Your actions can set a great example for your customers.
No doubt, we are all creatures of habit. Volumes have been written about how to build a habit and break a habit, and we are pretty good at both. Just remember the most recent New Year’s Eve. It’s a tradition (which, simplified speaking, is a form of habit) to make New Year’s resolutions; lose weight, stop drinking, be more thoughtful, start a bullet journal—anything goes. And just before any of these resolutions becomes an integral part of our lives or a habit, we start procrastinating; getting up a 5 a.m. to run a few miles disrupts other habits, and every one of us is struggling to adapt to this change to our routines.
Long story short, we need to break through our habits both at home and, more importantly, online. And we were doing great over the past two years. We mastered challenges we could never imagine we had to face, set up work-from-home routines, and adapted to hybrid workspaces with the threat of security breaches looking over us at all times as most businesses weren’t ready (in many ways) for what was hitting them. And now that many knowledge workers are going back to the office, we mustn’t let our guard down. One lost or stolen password could potentially pose a threat to the security of an entire organization, ranging from starting with a simple data breach up to a multimillion-dollar ransomware attack.
What are some of the most challenging habits some of us may be facing?
- Your password is written down on paper (possibly a sticky note stuck somewhere on our desk)
- One password for all
- Simple passwords (anything from “password” to “12345Iloveyou”)
What “alarm systems” should we be listening to?

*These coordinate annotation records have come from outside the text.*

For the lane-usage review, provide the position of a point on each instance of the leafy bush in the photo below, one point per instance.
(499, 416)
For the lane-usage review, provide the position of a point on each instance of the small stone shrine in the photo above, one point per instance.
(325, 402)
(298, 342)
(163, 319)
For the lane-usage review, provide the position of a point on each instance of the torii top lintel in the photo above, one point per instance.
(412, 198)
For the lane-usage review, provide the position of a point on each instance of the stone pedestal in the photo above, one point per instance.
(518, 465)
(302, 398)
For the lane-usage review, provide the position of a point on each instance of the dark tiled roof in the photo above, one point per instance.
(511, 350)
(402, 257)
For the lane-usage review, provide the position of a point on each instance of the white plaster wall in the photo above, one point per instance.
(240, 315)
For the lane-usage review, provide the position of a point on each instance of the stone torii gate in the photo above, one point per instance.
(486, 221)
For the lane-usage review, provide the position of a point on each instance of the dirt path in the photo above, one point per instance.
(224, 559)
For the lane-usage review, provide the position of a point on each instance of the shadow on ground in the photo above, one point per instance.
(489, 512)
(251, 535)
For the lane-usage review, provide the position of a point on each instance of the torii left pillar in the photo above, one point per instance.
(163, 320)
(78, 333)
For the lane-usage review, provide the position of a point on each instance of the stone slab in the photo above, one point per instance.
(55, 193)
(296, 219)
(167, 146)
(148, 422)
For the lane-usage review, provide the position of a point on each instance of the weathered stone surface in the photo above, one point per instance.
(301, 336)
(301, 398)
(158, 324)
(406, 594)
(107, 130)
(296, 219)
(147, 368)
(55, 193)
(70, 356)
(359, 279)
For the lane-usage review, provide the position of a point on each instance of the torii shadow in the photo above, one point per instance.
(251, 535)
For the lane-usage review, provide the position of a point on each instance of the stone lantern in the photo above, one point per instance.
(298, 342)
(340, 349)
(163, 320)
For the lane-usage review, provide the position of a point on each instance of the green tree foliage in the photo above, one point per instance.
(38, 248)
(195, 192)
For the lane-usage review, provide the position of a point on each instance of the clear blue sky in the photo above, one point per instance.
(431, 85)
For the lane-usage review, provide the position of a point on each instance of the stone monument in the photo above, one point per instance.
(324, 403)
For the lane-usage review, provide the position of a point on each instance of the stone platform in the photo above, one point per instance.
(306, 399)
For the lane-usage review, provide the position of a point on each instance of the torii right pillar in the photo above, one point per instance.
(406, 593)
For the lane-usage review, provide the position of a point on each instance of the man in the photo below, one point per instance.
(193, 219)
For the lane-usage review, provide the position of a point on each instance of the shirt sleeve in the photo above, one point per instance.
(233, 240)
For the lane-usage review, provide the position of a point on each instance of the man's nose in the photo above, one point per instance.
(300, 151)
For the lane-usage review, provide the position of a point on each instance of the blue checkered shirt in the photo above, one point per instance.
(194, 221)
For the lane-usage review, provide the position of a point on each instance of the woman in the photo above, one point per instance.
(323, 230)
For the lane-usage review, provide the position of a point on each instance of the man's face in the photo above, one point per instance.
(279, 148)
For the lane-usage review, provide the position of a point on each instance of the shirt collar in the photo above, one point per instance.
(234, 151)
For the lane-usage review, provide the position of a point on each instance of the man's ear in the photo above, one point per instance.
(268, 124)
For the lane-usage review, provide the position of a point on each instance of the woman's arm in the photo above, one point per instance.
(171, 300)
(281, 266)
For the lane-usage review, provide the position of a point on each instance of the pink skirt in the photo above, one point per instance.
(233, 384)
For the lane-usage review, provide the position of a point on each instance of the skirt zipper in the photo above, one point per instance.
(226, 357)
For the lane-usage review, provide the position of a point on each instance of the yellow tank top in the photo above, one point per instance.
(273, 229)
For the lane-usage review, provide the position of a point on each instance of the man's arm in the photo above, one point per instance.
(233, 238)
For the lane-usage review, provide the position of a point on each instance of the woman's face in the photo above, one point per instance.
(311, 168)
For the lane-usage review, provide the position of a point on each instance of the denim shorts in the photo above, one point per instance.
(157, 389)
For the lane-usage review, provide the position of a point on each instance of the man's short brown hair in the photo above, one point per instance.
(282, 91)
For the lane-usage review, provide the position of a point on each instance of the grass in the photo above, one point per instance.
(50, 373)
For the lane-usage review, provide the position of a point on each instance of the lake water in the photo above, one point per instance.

- Industry sources announcing breaches
- Admin (human/UI) warnings to update passwords
- Password storage tools flagging for poor and breached passwords
What can we, as individuals, do better?
- Use 2-factor authentication/an authenticator app
- Use VPN
- Use a trusted password manager
- Use breach monitoring
End of story, or not so fast?
We, as industry specialists, need to do more. We need to help customers and their teams break through their old habits and lead the way to—and here comes the C-word again—change. This, among many things, includes adopting better, more secure work habits. And I’m not just talking about online security, but for the sake of simplicity, we’ll focus on online-only in this article.
Here are a few more ideas on how to help your teams and your customers:
- Install system updates, which usually are security updates these days in a timely manner (maybe as a service?).
- In addition to the training you conduct, collaborate with professionals to test your security education impact (e.g., KnowBe4 – also works as a service).
- Create awareness for the challenges hardware repairs (phone, tablet, laptop, etc.) can pose.
At least in Europe, mergers and acquisitions paint a dire and clear picture. If you don’t know how to handle security, expand your team to lead the way for your clients.
In addition to improving overall cybersecurity, the general focus points for these acquisitions are:
- Email security
- Firewall security
- Cloud security
Other details that are often overlooked include marketing and outreach programs, particularly via email. More and more companies are scanning incoming emails for tracking pixels. As most email campaign programs use these pixels in connection with visuals you add to your newsletter to make them look prettier, this can backfire badly from outright rejection of your emails and potentially blocking your domain to routing them into spam. Images pose a more significant risk to our systems than many of us want to admit—just picture that!